Invero solo la disamina concreta della controversia potrà portare alla qualificazione giuridica di “obbligazione alimentare” o piuttosto di “obbligazione previdenziale” secondo gli orientamenti forniti dalla Corte di Cassazione con la sentenza n. 4558 del 22 marzo 2012 e la successiva, a Sezioni Unite, del 21 maggio 2015, n. 10454.

Nella prima delle sentenze citate, la Suprema Corte, chiamata a decidere della natura delle attività prestate a favore di un soggetto gravemente affetto da morbo di Alzheimer, ha affermato che “si è consolidato un indirizzo interpretativo del tutto omogeneo, tale da costituire diritto vivente, nel senso che, nel caso in cui oltre alle prestazioni socio assistenziali siano erogate prestazioni sanitarie, l'attività va considerata comunque di rilievo sanitario e, pertanto, di competenza del Servizio Sanitario Nazionale (Cass., Sez. un., 27 gennaio 1993, n. 1003; Cass., 20 novembre 1996, n. 10150; Cass., 25 agosto 1998, n. 8436, proprio in tema di rapporti con la legislazione del Veneto; Cons. St., 31 luglio 2006, n. 4695; Cons. St., 29 novembre 2004, n. 7766; Cons. St., 16 giugno 2003, n. 3377, TAR Piemonte, 29 aprile 2010, n. 2101)”.

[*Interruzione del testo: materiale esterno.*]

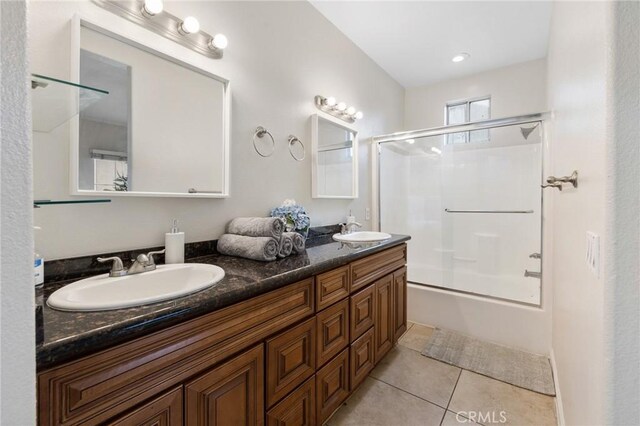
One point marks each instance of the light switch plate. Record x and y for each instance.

Di conseguenza, prosegue la Suprema Corte “ove sussista quella stretta correlazione, nel senso sopra evidenziato, fra prestazioni sanitarie e assistenziali, tale da determinare la totale competenza del servizio sanitario nazionale, non vi sia luogo per una determinazione di quote, ……..che presuppongono una scindibilità delle prestazioni, non ricorrente in ipotesi, come quella in esame, di stretta correlazione con netta prevalenza degli aspetti di natura sanitaria”.

Con la successiva sentenza a Sezioni Unite, n. 10454 del 21 maggio 2015, la Suprema Corte, nell’esaminare il regime delle spese liquidate in una sentenza di appello in materia previdenziale (regime sottoposto alla disciplina degli articoli 13 c.p.c. e 152 disp. att. c.p.c.), ha affermato che “soltanto le prestazioni di assistenza sociale sono fondate e parametrate totalmente ed esclusivamente sullo stato di bisogno e sulla necessità di assicurare "i mezzi necessari per vivere", laddove le prestazioni previdenziali da un lato presuppongono un rapporto assicurativo, che è assente nelle prime, e dall'altro sono strutturate e finalizzate in funzione di una tutela più ampia e diversamente strutturata, prevista per i lavoratori assicurati”.


Pertanto, prosegue la Suprema Corte, “soltanto le prime hanno totalmente e propriamente una natura alimentare, di guisa che alle stesse non può di certo disconoscersi la piena assimilabilità alle prestazioni alimentari al fine, che qui interessa, della scelta del criterio per la determinazione del valore della causa per la liquidazione delle spese.

Viceversa tale piena assimilabilità non può essere riconosciuta alle prestazioni previdenziali, pur obbligatorie, le quali, seppure certamente partecipino in parte di una natura alimentare, sono però strutturate e parametrate in funzione diversa e più ampia.” .

Orbene, considerato il contesto normativo di riferimento, va da sé, che i principi sopra menzionati devono essere applicati dal giudice, caso per caso, non potendo in alcun modo trovare riscontro presso il personale di cancelleria chiamato a valutare al momento della iscrizione a ruolo, la congruità del contributo unificato al valore della causa.


Sulla base delle considerazioni svolte deve ritenersi che non sia possibile, in via generale, ritenere le cause in esame come genericamente appartenenti alla categoria delle controversie di previdenza ed assistenza obbligatorie.

La cancelleria dovrà dunque valutare la congruità del contributo unificato versato avendo riguardo al giudice adito, al tipo di atto depositato e alla dichiarazione di valore resa dall’avvocato nelle conclusioni dell’atto introduttivo.

Nessuna valutazione di merito potrà essere invece svolta dal funzionario addetto alla ricezione degli atti (ora peraltro inviati con modalità telematica) in ordine alla reale natura delle prestazioni oggetto della domanda.